Ada kabar menarik. Salah satu teman Ulan, Farrel, yang memilih kisah tentang sapi betina saking senangnya tak mau melepas kaos bergambar sapi betina tersebut.

Ulang tahun ke-6 bertema memasak dengan tajuk Happy Cooking: Me, Fruit & Veggie. Pada undangan disertai permintaan untuk membawa celemek. Itu membuat mereka penasaran.

Selain mengajak anak-anak untuk suka makan buah dan sayur karena sedang dalam masa pertumbuhan, juga untuk mengeksplorasi kemampuan peran dan kinestika anak. Terbagi dalam beberapa kelompok, salah seorang diantara mereka berpura-pura belanja buah dan sayur untuk diolah menjadi 2 menu: dadar gulung isi sayuran segar dan salad buah saus jeruk. Mereka sendiri pula yang mengiris buah menjadi bentuk kotak-kotak kecil dan tipis, memotong sayur, mengaduk, dan menikmatinya.

Ulang tahun ke-7 berupa drama yang bercerita tentang seorang anak yang ingin meng-kloning supaya tidak merasa repot menyelesaikan pekerjaan yang menumpuk. Jadi, ada yang bertugas membersihkan kamar, membantu ibu, mengerjakan PR, dsb. Ulan dan teman-temannya sudah berlatih peran untuk pertunjukkan ini. Rencananya drama ini akan ditampilkan di depan ayah bunda mereka. Sayangnya, hari H-nya bertepatan dengan liburan sekolah. Para pemerannya pun berlibur, sehingga drama batal ditampilkan.

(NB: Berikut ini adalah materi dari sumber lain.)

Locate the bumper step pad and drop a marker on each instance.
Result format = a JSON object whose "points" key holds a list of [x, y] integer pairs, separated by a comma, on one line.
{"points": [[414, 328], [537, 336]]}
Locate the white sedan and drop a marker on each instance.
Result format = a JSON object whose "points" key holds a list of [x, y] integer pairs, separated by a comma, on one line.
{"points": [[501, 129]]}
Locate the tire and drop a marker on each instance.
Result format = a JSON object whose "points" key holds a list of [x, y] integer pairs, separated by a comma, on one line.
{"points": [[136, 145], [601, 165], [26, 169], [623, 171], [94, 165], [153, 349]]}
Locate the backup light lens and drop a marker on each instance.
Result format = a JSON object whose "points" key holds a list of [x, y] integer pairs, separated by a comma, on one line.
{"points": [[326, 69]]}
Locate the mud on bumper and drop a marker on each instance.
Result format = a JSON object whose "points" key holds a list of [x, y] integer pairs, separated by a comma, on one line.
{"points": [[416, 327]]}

Pada ulang tahun berikutnya Ulan meminta tema tentang petualangan. Mengingat animo teman-teman Ulan pada permainan Haunted House beberapa waktu lalu, tema ulang tahun ulan ke-8 ini pun disesuaikan dengan minat mereka. Konsepnya berupa permainan bajak laut berburu harta karun, Treasure Hunt.

Setiap anak dibagi dalam beberapa kelompok yang masing-masing berlomba mencari harta karun sesuai petunjuk atau kode yang mereka temukan. Ada 3 skenario untuk menuju lokasi harta karun itu. Tidak sulit sebenarnya menemukan lokasi harta karun tersebut, namun tidak juga terlalu mudah karena masing-masing kelompok mesti memecahkan kode-kode tertentu berupa puzzle, pengetahuan umum, dan soal-soal yang berkaitan dengan pelajaran mereka di sekolah. Sambil bermain, mereka tetap belajar. Agar sesuai tema dan menjiwai peran, teman-teman ulan disarankan memakai kostum bajak laut.

Seru kan?

Malam hari saat menyusun skenario, ulan berujar, “Aku sudah tak sabar nih! Apa kira-kira bajak lautnya bisa temukan harta karun, nggak ya?”